When I was a little girl and going to church every Sunday, I tried to imagine what God looked like. What does a being who has always been around look like?
One day it came to me through the TV set.
God's face was the same as that of Johnny Cash. My attraction and fascination with men with dark, brooding looks started before I know what a hormone was, let alone did. But Johnny Cash's face and haunting voice captured my imagination. Wouldn't God be the brooding type? Aren't brooders and those of intense feeling dark looking? Intense?
Yes, of course.
One afternoon I went grocery shopping with my mother at the ACME and in the small record isle (vinyl records, kiddies) was a Johnny Cash album called San Quentin. All the record albums I had up to that point were educational or whimsical in nature. This would be my first important record purchase, that is if Mom would buy it for me. To my surprise, she did.

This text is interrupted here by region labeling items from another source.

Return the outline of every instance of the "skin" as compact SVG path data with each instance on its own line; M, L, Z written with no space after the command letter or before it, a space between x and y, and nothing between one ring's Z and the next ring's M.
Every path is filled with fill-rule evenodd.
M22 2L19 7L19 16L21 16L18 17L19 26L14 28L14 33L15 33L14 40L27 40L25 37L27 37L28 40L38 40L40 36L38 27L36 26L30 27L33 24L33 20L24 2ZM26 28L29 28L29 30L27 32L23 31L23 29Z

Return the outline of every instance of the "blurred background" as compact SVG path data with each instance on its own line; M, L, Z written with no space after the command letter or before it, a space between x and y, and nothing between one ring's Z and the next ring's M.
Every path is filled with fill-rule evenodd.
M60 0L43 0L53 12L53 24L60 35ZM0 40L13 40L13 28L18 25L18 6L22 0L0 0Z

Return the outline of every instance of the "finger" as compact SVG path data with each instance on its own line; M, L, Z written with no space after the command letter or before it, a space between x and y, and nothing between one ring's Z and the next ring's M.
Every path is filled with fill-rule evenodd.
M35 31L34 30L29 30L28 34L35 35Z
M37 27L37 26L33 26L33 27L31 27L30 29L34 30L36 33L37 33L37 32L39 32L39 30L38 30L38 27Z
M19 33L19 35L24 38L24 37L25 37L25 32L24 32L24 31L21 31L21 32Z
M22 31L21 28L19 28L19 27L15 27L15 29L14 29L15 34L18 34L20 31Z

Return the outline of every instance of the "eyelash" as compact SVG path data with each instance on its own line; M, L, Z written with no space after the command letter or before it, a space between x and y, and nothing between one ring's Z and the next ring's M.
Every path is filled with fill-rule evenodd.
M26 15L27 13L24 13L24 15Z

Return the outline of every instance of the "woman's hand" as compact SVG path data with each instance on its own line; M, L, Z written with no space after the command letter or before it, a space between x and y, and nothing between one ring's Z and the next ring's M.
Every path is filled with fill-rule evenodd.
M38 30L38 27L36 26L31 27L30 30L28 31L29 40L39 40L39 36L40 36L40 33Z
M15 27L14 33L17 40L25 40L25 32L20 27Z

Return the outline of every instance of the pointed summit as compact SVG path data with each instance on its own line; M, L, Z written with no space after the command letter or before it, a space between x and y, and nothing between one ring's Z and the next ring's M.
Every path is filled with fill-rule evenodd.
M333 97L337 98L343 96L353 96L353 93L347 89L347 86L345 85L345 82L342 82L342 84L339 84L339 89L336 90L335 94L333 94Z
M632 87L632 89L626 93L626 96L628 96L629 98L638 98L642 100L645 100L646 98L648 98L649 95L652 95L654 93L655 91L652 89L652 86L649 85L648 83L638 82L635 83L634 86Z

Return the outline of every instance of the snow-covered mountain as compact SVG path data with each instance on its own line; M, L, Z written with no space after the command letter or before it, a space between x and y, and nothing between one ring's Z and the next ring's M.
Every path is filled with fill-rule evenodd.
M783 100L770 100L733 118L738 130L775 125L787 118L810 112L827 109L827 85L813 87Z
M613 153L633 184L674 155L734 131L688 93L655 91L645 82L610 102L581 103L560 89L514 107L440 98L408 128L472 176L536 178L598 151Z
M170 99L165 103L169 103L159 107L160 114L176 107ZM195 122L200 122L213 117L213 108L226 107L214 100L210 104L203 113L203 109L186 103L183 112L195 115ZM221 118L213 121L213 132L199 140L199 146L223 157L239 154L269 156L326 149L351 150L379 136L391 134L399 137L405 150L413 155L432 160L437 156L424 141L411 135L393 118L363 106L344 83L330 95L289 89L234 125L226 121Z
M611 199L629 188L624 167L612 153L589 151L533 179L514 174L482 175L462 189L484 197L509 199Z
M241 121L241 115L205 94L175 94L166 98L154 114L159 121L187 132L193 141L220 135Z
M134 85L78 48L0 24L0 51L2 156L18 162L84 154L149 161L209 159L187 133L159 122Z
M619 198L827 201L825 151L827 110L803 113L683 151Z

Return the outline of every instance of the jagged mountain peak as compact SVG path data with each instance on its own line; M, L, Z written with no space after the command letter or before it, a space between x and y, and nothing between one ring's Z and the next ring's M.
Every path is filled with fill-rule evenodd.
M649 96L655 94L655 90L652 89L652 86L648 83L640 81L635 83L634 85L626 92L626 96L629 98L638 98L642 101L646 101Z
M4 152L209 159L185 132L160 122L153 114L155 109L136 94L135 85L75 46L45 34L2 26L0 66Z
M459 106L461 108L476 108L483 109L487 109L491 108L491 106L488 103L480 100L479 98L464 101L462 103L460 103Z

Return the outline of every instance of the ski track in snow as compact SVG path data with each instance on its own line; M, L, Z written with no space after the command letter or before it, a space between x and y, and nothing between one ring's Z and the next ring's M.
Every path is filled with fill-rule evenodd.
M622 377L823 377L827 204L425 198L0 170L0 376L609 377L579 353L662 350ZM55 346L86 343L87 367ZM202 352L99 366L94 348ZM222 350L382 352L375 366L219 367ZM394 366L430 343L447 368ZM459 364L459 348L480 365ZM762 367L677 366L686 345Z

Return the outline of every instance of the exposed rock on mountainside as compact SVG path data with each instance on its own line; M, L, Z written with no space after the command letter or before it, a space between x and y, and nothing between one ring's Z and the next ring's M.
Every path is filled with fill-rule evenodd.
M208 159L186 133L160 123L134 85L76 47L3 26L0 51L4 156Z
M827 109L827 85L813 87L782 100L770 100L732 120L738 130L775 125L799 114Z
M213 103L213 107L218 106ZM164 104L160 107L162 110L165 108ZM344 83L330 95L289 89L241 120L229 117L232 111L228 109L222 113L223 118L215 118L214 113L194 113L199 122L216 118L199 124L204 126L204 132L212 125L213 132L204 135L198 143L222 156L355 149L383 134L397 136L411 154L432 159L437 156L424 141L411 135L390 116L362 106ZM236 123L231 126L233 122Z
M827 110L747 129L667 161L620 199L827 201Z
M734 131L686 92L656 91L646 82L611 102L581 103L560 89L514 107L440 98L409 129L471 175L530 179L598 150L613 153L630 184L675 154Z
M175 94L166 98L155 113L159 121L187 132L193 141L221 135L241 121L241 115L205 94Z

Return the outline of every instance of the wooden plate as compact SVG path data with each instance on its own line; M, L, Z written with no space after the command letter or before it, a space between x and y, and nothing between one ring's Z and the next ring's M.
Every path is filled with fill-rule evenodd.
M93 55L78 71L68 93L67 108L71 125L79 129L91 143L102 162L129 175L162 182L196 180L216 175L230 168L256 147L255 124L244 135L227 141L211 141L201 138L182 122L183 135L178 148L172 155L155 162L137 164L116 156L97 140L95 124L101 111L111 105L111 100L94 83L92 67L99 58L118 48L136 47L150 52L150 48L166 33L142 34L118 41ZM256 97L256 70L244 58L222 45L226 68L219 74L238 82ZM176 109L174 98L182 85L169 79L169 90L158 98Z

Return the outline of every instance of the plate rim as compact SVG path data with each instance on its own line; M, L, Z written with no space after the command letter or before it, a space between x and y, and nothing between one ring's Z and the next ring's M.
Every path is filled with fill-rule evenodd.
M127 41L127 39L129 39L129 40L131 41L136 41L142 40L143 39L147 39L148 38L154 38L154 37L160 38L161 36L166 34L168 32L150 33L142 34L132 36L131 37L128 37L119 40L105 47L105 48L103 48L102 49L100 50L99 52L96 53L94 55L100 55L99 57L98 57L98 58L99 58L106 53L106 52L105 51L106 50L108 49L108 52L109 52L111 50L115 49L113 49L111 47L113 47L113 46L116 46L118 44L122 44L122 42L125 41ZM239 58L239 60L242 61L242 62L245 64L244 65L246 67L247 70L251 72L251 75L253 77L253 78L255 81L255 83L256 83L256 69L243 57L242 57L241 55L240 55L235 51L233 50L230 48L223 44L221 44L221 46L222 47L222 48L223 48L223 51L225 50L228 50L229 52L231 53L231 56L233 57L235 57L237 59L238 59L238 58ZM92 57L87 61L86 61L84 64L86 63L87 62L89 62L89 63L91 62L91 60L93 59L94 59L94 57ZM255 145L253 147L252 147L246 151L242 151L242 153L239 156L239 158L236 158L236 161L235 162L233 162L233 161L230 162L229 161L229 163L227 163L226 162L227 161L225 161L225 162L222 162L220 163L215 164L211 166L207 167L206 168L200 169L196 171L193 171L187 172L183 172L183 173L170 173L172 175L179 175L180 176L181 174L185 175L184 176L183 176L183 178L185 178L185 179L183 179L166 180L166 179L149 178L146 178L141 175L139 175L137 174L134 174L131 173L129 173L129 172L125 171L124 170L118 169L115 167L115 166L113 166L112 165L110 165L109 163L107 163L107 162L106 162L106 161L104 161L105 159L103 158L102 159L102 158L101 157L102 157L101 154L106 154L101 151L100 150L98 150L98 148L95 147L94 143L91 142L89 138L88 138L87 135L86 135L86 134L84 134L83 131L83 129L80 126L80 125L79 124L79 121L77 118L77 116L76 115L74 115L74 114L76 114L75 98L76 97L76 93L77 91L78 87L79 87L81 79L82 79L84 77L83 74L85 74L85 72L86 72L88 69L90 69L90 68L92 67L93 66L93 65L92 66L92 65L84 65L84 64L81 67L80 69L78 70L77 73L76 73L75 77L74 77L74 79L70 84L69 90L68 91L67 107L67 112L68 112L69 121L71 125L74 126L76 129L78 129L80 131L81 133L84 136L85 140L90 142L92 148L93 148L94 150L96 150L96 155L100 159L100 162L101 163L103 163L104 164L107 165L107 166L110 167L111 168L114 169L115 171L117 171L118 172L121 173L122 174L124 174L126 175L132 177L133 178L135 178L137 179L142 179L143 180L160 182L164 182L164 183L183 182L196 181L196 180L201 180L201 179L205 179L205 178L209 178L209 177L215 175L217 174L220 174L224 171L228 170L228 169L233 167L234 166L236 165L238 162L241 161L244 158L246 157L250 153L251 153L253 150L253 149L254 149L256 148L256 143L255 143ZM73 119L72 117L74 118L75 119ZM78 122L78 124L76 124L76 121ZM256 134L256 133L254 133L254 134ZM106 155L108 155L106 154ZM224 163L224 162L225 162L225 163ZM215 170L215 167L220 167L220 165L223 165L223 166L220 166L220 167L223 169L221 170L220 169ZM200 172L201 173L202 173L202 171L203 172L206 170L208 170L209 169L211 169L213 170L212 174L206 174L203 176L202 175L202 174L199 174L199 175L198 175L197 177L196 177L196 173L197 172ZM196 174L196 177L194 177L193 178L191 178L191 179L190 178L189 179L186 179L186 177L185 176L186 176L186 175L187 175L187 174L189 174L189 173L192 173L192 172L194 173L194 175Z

Music is said to capture the feeling of a soul that words cannot express. There is something about Johnny Cash's voice that represents feelings of mine. I've never heard anything else like it. I'm sorry that I never had a chance to see him in concert.
But that face. That craggy, weary face reflected my own view of what God looks like. Of course now as an adult my view is different - God doesn't have a face or gender - but Cash's influence on how I think a soul or spirit would sound in audible hasn't changed.
Even though the Man in Black is gone from this earth, he still has a lot of power over his fans and admirers including me.
1 comment:
I love Johnny Cash. I like Rosanne Cash a lot too, and not simply because she's his daughter. (If you've ever seen the video for "The Wheel," it's not hard to figure out why a medievalist would like her.) I especially liked some of her comments in the last years of his life. Essentially, the argument was that true art lives on and true artists continuing performing despite the ravages of age. If only everyone subscribed to that notion that we shouldn't shut away our aging and our ill because we don't want to see what time and disease can do to them.